At this year’s event, we have talks from three invited speakers – Andrie de Vries of Posit, Nicola Rennie from the University of Lancaster and Matt Thomas of the British Red Cross.
Andrie is Director of Product Strategy at Posit (formerly RStudio) where he works on the Posit commercial products. He started using R in 2009 for market research statistics, and later joined Revolution Analytics and then Microsoft, where he helped customers implement advanced analytics and machine learning workflows.
Nicola is a lecturer in health data science based at the Centre for Health Informatics, Computing, and Statistics at Lancaster University. She is particularly interested in creating interactive, reproducible teaching materials and communicating data through effective visualisation. Nicola also collaborates with the NHS on analytical and software engineering projects, maintains several R packages, and organises R-Ladies Lancaster.
Matt is Head of Strategic Insight & Foresight at the British Red Cross. His team conducts research and analysis to understand where, how and who might be vulnerable to various emergencies and crises within the UK.
Could you elaborate on the types of sessions and workshops available and how they cater to different interests and skill levels within the R community?

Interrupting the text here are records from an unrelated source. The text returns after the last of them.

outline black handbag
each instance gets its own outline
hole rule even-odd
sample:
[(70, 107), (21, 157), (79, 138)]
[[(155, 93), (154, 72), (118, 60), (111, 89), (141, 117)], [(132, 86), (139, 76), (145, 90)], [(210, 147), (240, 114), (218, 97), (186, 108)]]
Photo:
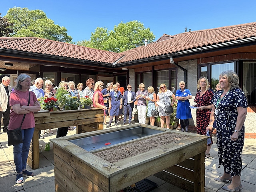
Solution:
[[(30, 100), (30, 94), (29, 93), (29, 91), (28, 91), (28, 105), (29, 105)], [(22, 126), (25, 116), (26, 114), (24, 114), (22, 121), (21, 122), (21, 125), (20, 125), (20, 126), (18, 128), (13, 130), (9, 130), (8, 128), (7, 128), (8, 146), (17, 145), (23, 142), (22, 134), (21, 132), (21, 126)]]
[[(162, 93), (162, 97), (163, 98), (163, 100), (164, 101), (164, 104), (165, 105), (165, 102), (164, 102), (164, 97)], [(164, 112), (166, 113), (171, 114), (173, 113), (173, 109), (172, 107), (170, 105), (166, 105), (164, 107)]]

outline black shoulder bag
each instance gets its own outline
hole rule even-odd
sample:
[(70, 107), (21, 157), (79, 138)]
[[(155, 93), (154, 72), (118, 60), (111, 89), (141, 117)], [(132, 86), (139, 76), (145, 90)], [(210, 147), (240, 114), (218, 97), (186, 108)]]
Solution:
[(164, 105), (166, 105), (164, 107), (164, 112), (166, 113), (171, 114), (173, 113), (173, 109), (172, 107), (170, 105), (166, 105), (165, 104), (165, 102), (164, 102), (164, 96), (163, 96), (163, 93), (162, 93), (162, 97), (163, 98), (163, 101), (164, 101)]
[[(28, 91), (28, 105), (29, 105), (30, 101), (30, 94)], [(7, 135), (8, 136), (8, 145), (17, 145), (23, 142), (22, 139), (22, 134), (21, 132), (21, 126), (22, 126), (23, 121), (25, 119), (26, 114), (24, 114), (23, 118), (21, 122), (20, 126), (17, 129), (14, 130), (9, 130), (7, 128)]]

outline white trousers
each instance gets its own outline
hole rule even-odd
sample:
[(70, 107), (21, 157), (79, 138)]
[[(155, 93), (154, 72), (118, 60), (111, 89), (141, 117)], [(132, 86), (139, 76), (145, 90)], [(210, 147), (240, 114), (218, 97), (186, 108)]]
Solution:
[(137, 105), (137, 109), (138, 109), (139, 123), (146, 124), (146, 110), (147, 109), (147, 106)]

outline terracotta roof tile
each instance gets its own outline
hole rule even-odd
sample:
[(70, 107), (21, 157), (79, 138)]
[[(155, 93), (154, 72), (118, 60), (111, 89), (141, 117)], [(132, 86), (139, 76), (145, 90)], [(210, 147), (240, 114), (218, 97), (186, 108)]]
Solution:
[(0, 48), (110, 64), (124, 56), (123, 54), (36, 37), (1, 37)]
[(256, 22), (185, 32), (173, 36), (164, 34), (146, 47), (141, 46), (123, 52), (125, 56), (118, 63), (255, 36)]

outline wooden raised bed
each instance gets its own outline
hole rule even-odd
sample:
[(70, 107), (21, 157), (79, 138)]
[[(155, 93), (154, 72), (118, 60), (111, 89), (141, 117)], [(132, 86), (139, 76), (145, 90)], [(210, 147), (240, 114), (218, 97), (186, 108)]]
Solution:
[(204, 191), (204, 156), (208, 137), (150, 125), (140, 126), (189, 137), (113, 163), (69, 141), (140, 124), (51, 139), (54, 152), (55, 191), (117, 192), (152, 175), (187, 191)]
[(39, 167), (39, 131), (75, 125), (77, 134), (103, 129), (104, 111), (102, 108), (50, 112), (41, 110), (34, 113), (34, 116), (36, 127), (27, 161), (33, 169)]

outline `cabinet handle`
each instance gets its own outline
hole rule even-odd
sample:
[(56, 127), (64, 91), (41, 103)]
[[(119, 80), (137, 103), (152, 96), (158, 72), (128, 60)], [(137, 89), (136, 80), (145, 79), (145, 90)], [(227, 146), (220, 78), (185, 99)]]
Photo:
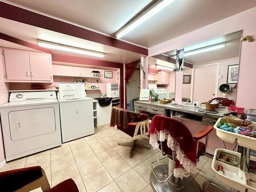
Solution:
[(16, 121), (15, 122), (16, 124), (16, 130), (20, 130), (21, 127), (21, 123), (20, 121)]

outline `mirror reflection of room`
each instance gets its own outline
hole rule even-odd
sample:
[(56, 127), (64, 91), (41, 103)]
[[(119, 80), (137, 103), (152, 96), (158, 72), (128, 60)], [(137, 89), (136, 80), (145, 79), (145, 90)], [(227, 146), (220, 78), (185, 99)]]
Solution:
[[(135, 101), (139, 100), (140, 86), (140, 59), (125, 63), (126, 109), (134, 111)], [(129, 78), (129, 79), (128, 79)]]
[(183, 102), (234, 104), (241, 35), (238, 31), (184, 47), (184, 62), (192, 68), (183, 71)]
[(148, 58), (148, 88), (159, 100), (174, 99), (176, 54), (175, 50)]

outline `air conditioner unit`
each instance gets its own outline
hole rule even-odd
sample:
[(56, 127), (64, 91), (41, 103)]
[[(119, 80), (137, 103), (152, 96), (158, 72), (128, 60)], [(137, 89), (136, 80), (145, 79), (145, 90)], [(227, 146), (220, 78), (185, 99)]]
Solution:
[(108, 97), (119, 97), (119, 84), (109, 82), (106, 83), (106, 96)]

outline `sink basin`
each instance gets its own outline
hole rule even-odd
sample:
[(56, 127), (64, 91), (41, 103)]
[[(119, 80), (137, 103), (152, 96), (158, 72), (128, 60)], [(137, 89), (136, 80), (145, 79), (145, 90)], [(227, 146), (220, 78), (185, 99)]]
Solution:
[(94, 99), (98, 100), (100, 106), (106, 106), (111, 103), (112, 97), (97, 97), (95, 98)]

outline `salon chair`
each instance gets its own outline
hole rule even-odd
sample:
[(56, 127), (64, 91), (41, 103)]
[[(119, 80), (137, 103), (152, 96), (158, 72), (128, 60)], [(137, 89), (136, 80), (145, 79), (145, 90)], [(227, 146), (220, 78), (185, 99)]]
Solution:
[[(150, 183), (155, 191), (201, 191), (190, 173), (196, 173), (196, 162), (206, 154), (209, 134), (207, 126), (192, 136), (180, 121), (164, 116), (153, 117), (150, 130), (150, 143), (161, 150), (164, 157), (152, 162)], [(200, 141), (205, 137), (205, 143)], [(167, 164), (153, 168), (154, 163), (167, 158)]]
[[(119, 115), (119, 117), (115, 117), (114, 114), (117, 111)], [(123, 123), (124, 116), (136, 117), (133, 119), (126, 118), (127, 120), (127, 125)], [(120, 120), (122, 119), (122, 120)], [(117, 122), (118, 121), (119, 122)], [(129, 157), (131, 156), (133, 147), (135, 146), (151, 148), (151, 145), (150, 144), (142, 144), (136, 143), (138, 139), (142, 139), (148, 136), (148, 131), (150, 129), (150, 122), (147, 115), (137, 112), (130, 111), (124, 109), (120, 108), (113, 108), (111, 114), (111, 120), (110, 122), (111, 126), (117, 125), (117, 129), (121, 131), (123, 133), (132, 137), (132, 142), (122, 142), (117, 144), (119, 145), (131, 146), (129, 153)]]
[(51, 188), (45, 172), (39, 166), (0, 172), (0, 191), (28, 192), (41, 187), (45, 192), (79, 192), (72, 179)]

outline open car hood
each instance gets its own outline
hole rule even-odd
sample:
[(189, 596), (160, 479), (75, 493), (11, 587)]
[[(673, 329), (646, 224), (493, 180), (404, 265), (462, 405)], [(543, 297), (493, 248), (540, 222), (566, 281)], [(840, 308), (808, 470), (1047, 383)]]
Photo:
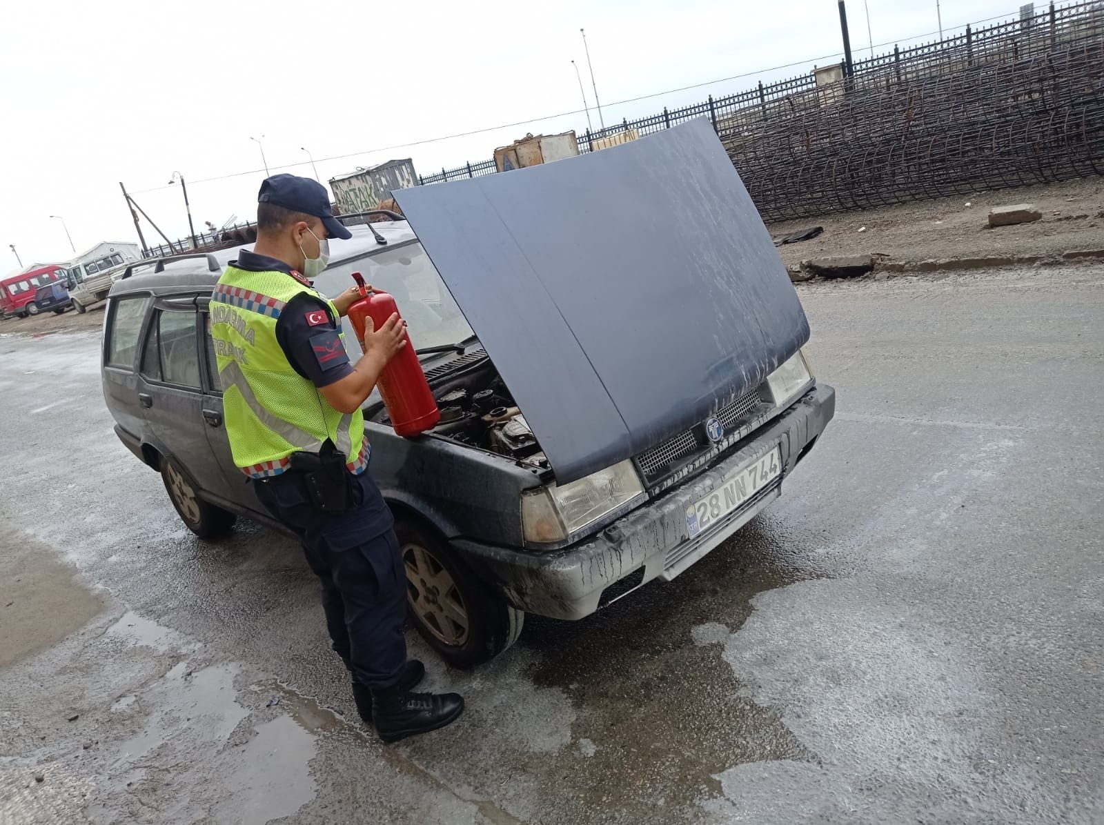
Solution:
[(708, 120), (393, 194), (561, 483), (708, 418), (809, 338)]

The day will consist of eight 25-ish minute talks, plus Q&A, from a variety of speakers across various sectors.
The talks are on a wide range of topics. For example, last year we had speakers talking about everything from using R for mapping air quality, to EDI and sustainability in the R project, and why R is good for data journalism. If you want to take a look at what you can expect, we have a playlist of last year’s talk recordings available on our YouTube channel.
With the event being hosted at King’s College London, how does the venue enhance the experience for attendees, both in terms of facilities and location?
We’re very excited to be partnering with CUSP London again this year, who provide the amazing Bush House venue at King’s College London. The venue is a beautiful listed building, right in the heart of London, only a few minutes walk from Covent Garden.
Being in the center of London means easy access to multiple public transport links, both for national and international attendees!
The venue facilities and supporting technology provides a great space for sharing insights and networking.